As time goes on these kinds of restrictions just get more severe and intense. He’s really seemed to embrace this as a winning political strategy.
RELATED FROM PUBLIC NOTICE: DeSantis declares war on the free press
Can you explain why we’ve seen these pictures and videos of classrooms where all of the books have been removed from the shelves?
There are a few different causes. There was a bill passed last year that sounds pretty innocuous. It just says if a book’s going to be in a library, it has to be approved by a media specialist, which is what they call librarians in the Florida school system. That doesn’t sound too bad, but then the Florida Department of Education released a rule that said, “When we say libraries, we don’t just mean the library that the school shares. We mean all of the classroom libraries, too.”

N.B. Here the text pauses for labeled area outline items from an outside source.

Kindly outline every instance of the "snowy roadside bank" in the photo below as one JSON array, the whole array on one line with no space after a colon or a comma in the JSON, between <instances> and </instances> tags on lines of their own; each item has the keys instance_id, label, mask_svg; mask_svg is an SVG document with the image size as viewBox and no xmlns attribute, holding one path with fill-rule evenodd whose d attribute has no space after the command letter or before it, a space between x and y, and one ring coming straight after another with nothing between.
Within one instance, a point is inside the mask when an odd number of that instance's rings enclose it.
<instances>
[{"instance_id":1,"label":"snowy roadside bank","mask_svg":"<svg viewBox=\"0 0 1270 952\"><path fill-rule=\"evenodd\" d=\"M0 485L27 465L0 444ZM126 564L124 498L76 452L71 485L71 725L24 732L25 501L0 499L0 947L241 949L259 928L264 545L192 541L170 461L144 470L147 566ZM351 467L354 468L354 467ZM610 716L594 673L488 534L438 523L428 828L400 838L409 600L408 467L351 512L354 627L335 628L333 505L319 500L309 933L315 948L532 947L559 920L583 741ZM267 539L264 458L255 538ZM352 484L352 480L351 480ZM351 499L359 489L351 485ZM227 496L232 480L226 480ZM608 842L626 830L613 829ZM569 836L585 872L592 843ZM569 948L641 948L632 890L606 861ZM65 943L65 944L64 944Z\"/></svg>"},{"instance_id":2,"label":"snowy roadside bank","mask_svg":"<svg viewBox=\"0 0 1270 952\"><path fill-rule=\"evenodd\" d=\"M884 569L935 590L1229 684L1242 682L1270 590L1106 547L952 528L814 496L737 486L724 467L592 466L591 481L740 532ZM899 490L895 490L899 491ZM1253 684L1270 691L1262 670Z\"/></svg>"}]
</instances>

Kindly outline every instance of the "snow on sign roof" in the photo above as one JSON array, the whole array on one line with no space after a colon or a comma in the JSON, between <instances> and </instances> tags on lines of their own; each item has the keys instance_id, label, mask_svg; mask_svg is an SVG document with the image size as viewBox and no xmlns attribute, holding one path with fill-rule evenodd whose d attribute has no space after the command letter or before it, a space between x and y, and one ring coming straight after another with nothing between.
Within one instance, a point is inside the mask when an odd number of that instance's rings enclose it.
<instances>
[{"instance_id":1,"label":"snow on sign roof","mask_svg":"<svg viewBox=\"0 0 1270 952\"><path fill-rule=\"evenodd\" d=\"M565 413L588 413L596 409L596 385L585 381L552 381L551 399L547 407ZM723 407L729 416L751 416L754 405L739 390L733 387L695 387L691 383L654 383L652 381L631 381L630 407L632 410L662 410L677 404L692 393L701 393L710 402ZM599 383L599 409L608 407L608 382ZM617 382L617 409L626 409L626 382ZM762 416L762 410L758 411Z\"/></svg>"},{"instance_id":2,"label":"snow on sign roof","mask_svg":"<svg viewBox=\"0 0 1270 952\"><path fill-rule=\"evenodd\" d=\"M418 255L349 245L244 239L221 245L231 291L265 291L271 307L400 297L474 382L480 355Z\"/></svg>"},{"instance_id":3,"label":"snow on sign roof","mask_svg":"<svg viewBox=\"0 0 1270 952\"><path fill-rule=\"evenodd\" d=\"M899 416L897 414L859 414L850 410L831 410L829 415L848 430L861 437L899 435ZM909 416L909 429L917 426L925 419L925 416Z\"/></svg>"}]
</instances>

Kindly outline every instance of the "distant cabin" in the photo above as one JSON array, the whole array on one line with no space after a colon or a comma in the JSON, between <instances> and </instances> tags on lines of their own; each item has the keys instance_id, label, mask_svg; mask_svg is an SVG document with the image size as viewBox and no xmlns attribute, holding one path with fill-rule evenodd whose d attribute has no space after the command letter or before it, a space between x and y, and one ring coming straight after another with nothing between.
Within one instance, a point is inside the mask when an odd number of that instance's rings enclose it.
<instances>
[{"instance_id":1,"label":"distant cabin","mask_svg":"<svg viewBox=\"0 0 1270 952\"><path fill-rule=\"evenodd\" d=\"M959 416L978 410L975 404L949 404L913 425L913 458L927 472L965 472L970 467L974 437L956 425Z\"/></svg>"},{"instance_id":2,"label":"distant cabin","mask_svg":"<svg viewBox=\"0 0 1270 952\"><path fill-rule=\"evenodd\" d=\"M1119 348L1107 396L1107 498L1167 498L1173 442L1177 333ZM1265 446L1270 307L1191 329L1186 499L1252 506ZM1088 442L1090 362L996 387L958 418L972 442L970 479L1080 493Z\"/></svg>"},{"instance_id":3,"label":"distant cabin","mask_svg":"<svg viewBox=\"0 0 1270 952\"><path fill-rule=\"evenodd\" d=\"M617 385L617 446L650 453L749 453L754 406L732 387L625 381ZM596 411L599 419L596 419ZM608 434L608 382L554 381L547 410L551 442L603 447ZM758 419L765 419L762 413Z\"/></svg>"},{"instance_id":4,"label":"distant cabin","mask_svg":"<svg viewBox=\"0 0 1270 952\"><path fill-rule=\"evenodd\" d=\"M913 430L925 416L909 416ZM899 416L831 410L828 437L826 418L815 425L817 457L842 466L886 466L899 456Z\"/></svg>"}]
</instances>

The reason why that’s important is because while librarians are generally involved in selecting books that are in the library, these classroom libraries were created by the teachers. They get donations or bring books from their houses. It’s a labor of love for many of them. The state is now saying you really can’t have this kind of classroom library unless every single book is reviewed by a media specialist, but because of budget cuts a lot of these schools don’t even have one.
In the training that was produced by the Florida Department of Education, it says that if you have the wrong book, they may consider it pornography, which means you could be charged with a third degree felony. That’s a very serious charge. Involuntary manslaughter is a third degree felony in Florida. I think a lot of teachers heard this and took their classroom libraries offline. Actually, in most cases it wasn’t just the teacher hearing this. It was school districts. Having seen the law and understanding the training, they issued memorandum instructing the teachers to pack up or make their classroom libraries inaccessible until this review.
DeSantis says it’s not happening though.
It’s definitely happening, so I’m not sure why he’s saying that. Just to give you an example: In Duval County they have 1.6 million books. Except for the elementary schools, they don’t even really have media specialists in Duval County. They have about 54 in the whole district. So far they’ve been able to review 6,000 of their 1.6 million books. The books that aren’t approved are not available to students.
I have people who continue to send me photos from Duval County of empty shelves in classrooms and elsewhere. They’ve been at this for a few weeks and they’ve gotten through 6,000. It’s not going to be solved any time soon.
DeSantis was also involved in a fight with the College Board over AP courses. The College Board claimed their curriculum wasn’t changed because of DeSantis’s actions, but that turned out not to be true. What’s going on there?